L’identità non è certo tutto, ma senza identità non si va da nessuna parte. E l’identità del Patt non può essere altro che Autonomista e Trentino Tirolese, con la A e le due T maiuscole, una identità che deve alimentarsi ed essere alimentata dentro l’Euregio trentino tirolese, della quale il Patt si ritiene giustamente un padre fondatore e che considera una sorta di polizza assicurativa per la stessa sopravvivenza della nostra autonomia. Un Euregio da trasformare finalmente in un vero e proprio organismo politico. Le sue politiche dovrebbero avere un unico comandamento: promuovere e difendere la montagna per farla vivere, per  tenere la gente in montagna, per garantirne e valorizzarne la sua produttività (ambiente, energia, turismo, agricoltura, artigianato,) e dotarla di efficienti e moderni servizi di vicinato e di solidarietà (sanità, cooperazione, scuola).

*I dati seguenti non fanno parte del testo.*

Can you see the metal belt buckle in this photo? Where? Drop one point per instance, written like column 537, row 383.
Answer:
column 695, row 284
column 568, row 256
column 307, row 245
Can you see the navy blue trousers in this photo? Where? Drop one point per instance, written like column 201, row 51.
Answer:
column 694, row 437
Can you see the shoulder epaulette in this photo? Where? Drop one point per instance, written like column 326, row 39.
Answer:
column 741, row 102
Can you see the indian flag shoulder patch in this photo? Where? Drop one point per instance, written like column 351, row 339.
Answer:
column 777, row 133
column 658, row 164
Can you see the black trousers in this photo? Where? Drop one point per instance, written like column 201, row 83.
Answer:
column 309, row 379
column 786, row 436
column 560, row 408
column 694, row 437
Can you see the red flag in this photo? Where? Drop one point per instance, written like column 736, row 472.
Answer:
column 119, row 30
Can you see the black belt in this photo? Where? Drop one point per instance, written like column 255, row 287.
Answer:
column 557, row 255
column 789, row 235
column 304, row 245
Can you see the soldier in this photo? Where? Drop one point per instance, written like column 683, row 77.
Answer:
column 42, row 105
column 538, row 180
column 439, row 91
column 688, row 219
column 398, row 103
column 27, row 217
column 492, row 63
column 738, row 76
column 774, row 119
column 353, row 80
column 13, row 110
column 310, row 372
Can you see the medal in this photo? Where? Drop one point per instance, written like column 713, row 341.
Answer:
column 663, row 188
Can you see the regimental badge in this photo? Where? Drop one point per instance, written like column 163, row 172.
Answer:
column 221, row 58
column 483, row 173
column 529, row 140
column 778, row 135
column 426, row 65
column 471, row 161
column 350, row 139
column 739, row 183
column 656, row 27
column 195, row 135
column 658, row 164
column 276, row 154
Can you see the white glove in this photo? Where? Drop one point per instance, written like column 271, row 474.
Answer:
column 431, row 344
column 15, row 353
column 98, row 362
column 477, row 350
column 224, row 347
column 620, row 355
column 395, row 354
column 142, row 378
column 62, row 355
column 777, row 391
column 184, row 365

La ricetta è semplice, ma difficile da realizzare, soprattutto se manca una vera volontà unificante. Ci si deve rendere conto però che se non si comincia non si andrà da nessuna parte arrivando all’estinzione, all’assurdo che finiremo per avere una Provincia autonoma senza un partito autonomista, vera contraddizione in termini. Ci vogliamo provare? Vogliamo provare, cari congressisti, a rovesciare il tavolo per il bene del partito delle gloriose Stelle alpine, ma soprattutto del nostro Trentino e della nostra Autonomia?

 

*
Carlo Andreotti
Già segretario e presidente del Partito autonomista trentino tirolese (Patt)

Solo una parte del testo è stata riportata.